Coinbase has sued Connecticut, Michigan, and Illinois today, but it does not look like a typical regulatory skirmish. On the surface, it was about a few cease-and-desist orders targeting prediction market contracts. In practice, it put a much bigger question on the table. What exactly are prediction markets supposed to be?
Are they casinos in disguise, digital poker rooms with better UX, or a new kind of financial market that belongs under federal oversight?
The answer matters, because the wrong classification could freeze a fast-growing corner of finance in legal limbo.
The states argue that Coinbase’s prediction markets amount to illegal gambling. Users put money down on outcomes. Some win, some lose. No state gambling license, no approval.
Coinbase sees it very differently. These contracts, the company argues, are event-based derivatives. They look like futures, trade like futures, and are already subject to federal commodities law. The Chief Legal Officer for Coinbase, Paul Grewal, stated in an X post on Friday that the company filed the lawsuits to "confirm what is clear" and that prediction market should fall under the jurisdiction of the U.S. Commodity Futures Trading Commission.

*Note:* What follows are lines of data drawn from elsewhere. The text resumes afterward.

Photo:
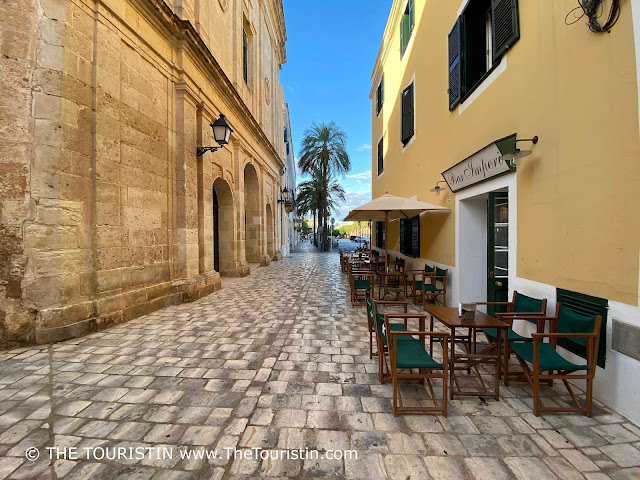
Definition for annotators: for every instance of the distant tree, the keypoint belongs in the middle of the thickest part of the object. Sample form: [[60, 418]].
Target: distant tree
[[324, 152], [310, 195]]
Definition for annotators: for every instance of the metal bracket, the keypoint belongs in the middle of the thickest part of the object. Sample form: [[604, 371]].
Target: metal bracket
[[202, 150]]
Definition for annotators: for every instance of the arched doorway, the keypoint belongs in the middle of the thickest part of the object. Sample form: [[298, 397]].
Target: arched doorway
[[252, 215], [223, 228], [270, 239]]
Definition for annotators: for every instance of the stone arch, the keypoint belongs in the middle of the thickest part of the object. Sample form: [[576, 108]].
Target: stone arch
[[270, 231], [252, 214], [224, 222]]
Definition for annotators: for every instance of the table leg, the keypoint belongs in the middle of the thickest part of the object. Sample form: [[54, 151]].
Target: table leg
[[452, 363]]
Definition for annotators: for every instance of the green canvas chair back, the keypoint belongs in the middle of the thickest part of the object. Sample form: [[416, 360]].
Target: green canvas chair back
[[572, 322], [524, 304], [441, 275], [369, 301], [380, 325]]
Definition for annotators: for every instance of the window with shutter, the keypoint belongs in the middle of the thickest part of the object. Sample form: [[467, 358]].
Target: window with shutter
[[415, 236], [380, 157], [403, 242], [455, 64], [245, 55], [380, 231], [406, 26], [407, 114], [482, 34], [380, 95], [505, 28]]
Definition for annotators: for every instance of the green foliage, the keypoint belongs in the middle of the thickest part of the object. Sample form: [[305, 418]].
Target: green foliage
[[324, 155]]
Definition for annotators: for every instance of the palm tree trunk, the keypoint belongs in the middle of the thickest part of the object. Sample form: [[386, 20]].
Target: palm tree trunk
[[325, 204], [315, 232]]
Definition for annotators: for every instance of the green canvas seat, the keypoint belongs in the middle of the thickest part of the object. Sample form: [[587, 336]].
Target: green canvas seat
[[361, 284], [397, 327], [492, 335], [548, 365], [412, 354], [429, 287], [549, 358]]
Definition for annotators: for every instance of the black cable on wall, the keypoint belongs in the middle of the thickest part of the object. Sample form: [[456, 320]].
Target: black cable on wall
[[594, 10]]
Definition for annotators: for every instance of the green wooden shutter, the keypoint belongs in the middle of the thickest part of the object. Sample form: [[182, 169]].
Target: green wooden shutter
[[415, 236], [407, 114], [245, 69], [412, 16], [380, 234], [505, 26], [405, 33], [589, 306], [402, 35], [455, 64]]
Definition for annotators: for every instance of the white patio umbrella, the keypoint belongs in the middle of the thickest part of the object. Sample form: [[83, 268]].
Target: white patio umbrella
[[389, 207]]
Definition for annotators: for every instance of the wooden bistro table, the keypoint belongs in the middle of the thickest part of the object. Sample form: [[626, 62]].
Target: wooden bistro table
[[391, 281], [471, 359]]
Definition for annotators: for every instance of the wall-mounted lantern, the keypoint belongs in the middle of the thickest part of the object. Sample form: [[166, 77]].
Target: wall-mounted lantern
[[221, 132], [437, 189], [516, 154]]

If states are allowed to regulate these markets anyway, the logic goes, national liquidity disappears. A market that works in one state but not another stops being a market at all. But, there are comparisons to existing gambling laws and we broke those down for you.
The Casino Comparison Only Goes So Far
State regulators tend to reach for the casino analogy first, and it is easy to see why. There is money at risk. Outcomes are uncertain. The optics are not subtle.

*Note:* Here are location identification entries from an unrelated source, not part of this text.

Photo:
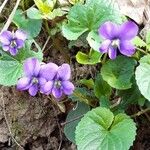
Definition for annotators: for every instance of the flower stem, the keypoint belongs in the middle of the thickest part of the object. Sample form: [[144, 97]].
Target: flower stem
[[142, 51]]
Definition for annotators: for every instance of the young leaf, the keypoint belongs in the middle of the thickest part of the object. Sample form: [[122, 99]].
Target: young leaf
[[101, 87], [99, 129], [88, 17], [73, 118], [142, 75], [90, 59], [31, 26], [118, 73], [11, 68]]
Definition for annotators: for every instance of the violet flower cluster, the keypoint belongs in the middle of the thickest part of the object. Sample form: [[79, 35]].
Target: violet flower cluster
[[118, 38], [46, 78], [13, 41]]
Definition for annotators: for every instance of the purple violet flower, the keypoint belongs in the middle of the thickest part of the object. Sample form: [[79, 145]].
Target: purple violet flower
[[13, 41], [118, 37], [58, 82], [32, 80]]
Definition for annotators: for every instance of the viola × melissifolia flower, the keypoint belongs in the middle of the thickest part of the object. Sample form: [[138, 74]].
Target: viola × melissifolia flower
[[118, 38], [32, 79], [57, 80], [13, 41]]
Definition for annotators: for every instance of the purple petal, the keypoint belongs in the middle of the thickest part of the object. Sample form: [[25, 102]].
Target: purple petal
[[20, 34], [64, 72], [47, 88], [112, 52], [128, 30], [109, 30], [127, 48], [33, 89], [6, 37], [31, 67], [41, 81], [19, 43], [68, 87], [57, 92], [5, 47], [23, 83], [105, 46], [13, 51], [48, 71]]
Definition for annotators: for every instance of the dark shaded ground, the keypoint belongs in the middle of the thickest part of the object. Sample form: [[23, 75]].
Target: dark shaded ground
[[35, 122]]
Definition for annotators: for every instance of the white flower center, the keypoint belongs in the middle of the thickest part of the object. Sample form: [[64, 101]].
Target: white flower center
[[35, 80], [115, 43], [57, 83]]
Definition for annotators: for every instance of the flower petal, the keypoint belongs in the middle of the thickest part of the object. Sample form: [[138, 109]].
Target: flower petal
[[128, 30], [109, 30], [68, 87], [64, 72], [5, 47], [31, 67], [47, 88], [127, 48], [6, 37], [13, 51], [41, 81], [48, 71], [112, 52], [19, 43], [23, 83], [105, 46], [33, 89], [20, 34], [57, 92]]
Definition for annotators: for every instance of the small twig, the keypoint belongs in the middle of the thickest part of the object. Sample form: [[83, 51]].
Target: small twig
[[3, 5], [60, 132], [10, 17], [45, 43], [140, 112], [7, 123], [64, 123]]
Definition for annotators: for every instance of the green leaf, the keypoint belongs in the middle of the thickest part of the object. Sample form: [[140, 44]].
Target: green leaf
[[131, 96], [11, 68], [83, 95], [89, 17], [142, 75], [31, 26], [73, 118], [137, 41], [92, 58], [101, 88], [99, 129], [118, 73], [34, 13]]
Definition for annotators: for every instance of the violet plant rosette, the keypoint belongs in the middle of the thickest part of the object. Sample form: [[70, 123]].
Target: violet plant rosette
[[58, 81], [13, 41], [118, 38], [32, 79]]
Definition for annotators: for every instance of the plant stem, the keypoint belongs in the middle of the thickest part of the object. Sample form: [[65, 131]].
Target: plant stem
[[139, 49], [11, 16], [140, 112]]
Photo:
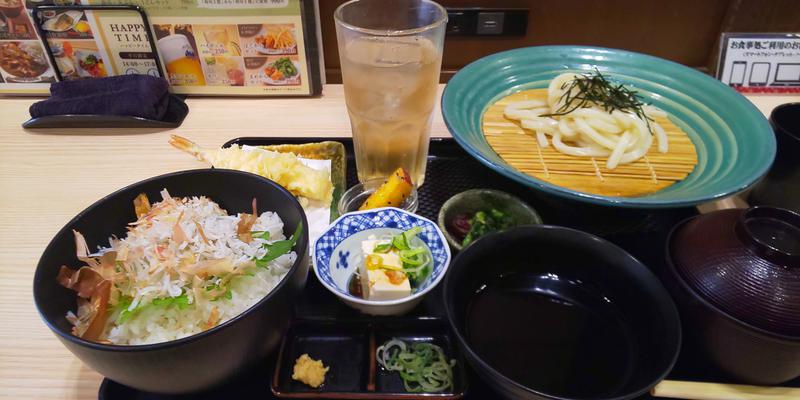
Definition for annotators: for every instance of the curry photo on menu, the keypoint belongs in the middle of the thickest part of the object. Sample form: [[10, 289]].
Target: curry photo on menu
[[14, 21], [24, 62]]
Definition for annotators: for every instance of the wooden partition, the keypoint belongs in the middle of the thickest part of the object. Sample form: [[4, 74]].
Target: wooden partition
[[685, 31]]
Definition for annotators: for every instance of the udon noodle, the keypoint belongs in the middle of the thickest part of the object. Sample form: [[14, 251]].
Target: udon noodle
[[590, 129]]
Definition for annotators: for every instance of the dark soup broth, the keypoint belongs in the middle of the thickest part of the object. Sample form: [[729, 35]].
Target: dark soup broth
[[554, 335]]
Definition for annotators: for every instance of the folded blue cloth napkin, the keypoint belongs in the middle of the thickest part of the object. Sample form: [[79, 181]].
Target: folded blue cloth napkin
[[135, 95]]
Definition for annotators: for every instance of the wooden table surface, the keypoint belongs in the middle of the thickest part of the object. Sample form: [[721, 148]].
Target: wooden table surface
[[47, 177]]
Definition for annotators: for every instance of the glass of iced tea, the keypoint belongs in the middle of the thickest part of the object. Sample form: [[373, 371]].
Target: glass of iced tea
[[390, 55]]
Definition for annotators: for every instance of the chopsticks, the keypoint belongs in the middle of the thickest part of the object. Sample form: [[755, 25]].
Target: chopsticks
[[722, 391]]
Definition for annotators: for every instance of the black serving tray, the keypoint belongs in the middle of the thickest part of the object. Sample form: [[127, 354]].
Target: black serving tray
[[348, 348], [451, 170]]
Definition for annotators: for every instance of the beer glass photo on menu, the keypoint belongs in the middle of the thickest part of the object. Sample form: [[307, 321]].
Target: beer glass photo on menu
[[183, 65], [391, 55]]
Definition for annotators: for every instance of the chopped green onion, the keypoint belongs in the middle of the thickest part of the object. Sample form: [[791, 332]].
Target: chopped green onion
[[260, 234], [279, 248], [382, 248], [422, 366]]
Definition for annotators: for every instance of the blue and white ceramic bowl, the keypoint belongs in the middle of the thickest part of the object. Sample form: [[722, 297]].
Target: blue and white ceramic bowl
[[337, 254]]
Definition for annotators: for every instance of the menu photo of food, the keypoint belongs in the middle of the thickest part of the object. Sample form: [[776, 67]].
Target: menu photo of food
[[217, 40], [14, 21], [78, 59], [71, 24], [24, 61], [268, 39], [224, 71], [272, 71]]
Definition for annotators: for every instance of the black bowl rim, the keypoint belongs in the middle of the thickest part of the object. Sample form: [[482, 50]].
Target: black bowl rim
[[672, 311], [191, 338], [673, 270], [776, 125]]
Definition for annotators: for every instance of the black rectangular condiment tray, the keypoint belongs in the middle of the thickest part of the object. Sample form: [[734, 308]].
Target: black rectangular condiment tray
[[450, 170]]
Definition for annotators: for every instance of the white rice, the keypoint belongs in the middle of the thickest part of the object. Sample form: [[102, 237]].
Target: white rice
[[160, 324]]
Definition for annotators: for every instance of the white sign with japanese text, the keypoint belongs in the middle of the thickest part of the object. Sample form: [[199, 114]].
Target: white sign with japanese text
[[760, 62]]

But structurally, prediction markets do not behave like casinos. Casinos set the odds. The house always wins over time. The product is entertainment.

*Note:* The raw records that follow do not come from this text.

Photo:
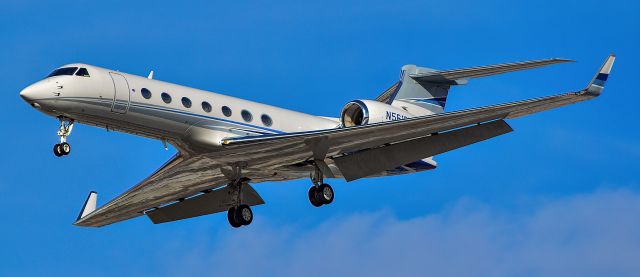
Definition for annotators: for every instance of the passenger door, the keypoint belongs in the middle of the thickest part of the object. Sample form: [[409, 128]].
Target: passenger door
[[120, 93]]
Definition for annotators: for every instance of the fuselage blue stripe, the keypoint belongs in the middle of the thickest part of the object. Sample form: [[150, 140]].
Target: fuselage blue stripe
[[140, 105]]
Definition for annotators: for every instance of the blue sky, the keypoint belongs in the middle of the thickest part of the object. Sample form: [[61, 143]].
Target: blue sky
[[559, 196]]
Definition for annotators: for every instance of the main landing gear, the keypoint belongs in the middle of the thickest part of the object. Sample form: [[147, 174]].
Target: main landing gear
[[239, 214], [63, 148], [320, 193]]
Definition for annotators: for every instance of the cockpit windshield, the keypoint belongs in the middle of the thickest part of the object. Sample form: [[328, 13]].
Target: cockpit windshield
[[63, 71]]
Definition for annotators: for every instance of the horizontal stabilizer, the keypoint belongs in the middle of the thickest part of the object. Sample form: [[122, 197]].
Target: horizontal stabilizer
[[89, 205], [596, 85], [453, 76], [207, 203], [369, 162]]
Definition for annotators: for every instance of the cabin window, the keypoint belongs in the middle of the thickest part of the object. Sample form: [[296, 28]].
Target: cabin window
[[266, 120], [83, 72], [145, 93], [226, 111], [206, 106], [246, 115], [166, 97], [63, 71], [186, 102]]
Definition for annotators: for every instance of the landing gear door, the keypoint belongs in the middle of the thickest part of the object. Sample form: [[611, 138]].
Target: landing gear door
[[120, 93]]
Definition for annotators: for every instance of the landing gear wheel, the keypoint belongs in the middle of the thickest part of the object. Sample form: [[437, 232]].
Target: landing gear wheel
[[313, 197], [231, 216], [325, 194], [65, 148], [57, 150], [244, 215]]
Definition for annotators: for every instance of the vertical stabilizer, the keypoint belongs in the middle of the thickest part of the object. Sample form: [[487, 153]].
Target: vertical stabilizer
[[419, 97]]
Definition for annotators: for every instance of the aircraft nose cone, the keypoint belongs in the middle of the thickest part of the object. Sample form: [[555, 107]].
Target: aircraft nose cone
[[27, 93]]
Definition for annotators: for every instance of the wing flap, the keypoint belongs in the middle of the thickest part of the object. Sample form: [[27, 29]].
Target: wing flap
[[207, 203], [180, 177], [368, 162]]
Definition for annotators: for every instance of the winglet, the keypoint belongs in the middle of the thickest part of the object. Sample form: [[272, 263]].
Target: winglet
[[596, 85], [89, 205]]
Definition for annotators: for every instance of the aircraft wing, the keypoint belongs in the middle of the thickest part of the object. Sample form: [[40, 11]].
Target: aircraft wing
[[338, 144]]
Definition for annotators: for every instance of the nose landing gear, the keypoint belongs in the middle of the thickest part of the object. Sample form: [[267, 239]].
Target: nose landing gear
[[63, 148]]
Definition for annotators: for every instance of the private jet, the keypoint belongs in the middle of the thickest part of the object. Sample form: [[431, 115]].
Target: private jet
[[225, 144]]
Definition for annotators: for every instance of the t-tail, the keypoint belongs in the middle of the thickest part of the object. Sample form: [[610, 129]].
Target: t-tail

Prediction markets do not work that way. Prices are set by participants. New information moves markets. There is no built-in house edge. The value comes from aggregating beliefs into a number that says something useful about the future.
Calling that gambling because it involves money is a shortcut, and not a very precise one.
Poker is the comparison that usually comes next. Courts have spent years debating whether poker is mostly luck or mostly skill. Many have concluded that skill dominates over time, even if chance plays a role in the short run.
Yet poker is still regulated as gambling in most places. Not because it lacks skill, but because the law never quite figured out where else to put it.
That history matters. It shows how activities that clearly reward information and decision-making can still end up trapped in gaming frameworks that were built for something else entirely.
Prediction markets risk repeating that mistake. Like poker, they reward skill. Unlike poker, they are not games. They are continuous markets with prices, liquidity, and arbitrage. Treating them like a card room because money changes hands misses the point.
If you strip away the cultural baggage, prediction markets start to look familiar. They are standardized contracts tied to future outcomes. Prices reflect probability. Traders respond to data.
That is the same basic logic behind futures contracts tied to interest rates, inflation, or commodities. Those markets involve speculation, risk, and uncertainty too. They are regulated, but they are not treated as gambling.
This is where Coinbase’s argument lands. Congress already created a regulator for markets like this. The CFTC exists to oversee contracts that trade future outcomes, including event-based ones. The fact that an outcome is an election or a policy decision does not change the structure of the market.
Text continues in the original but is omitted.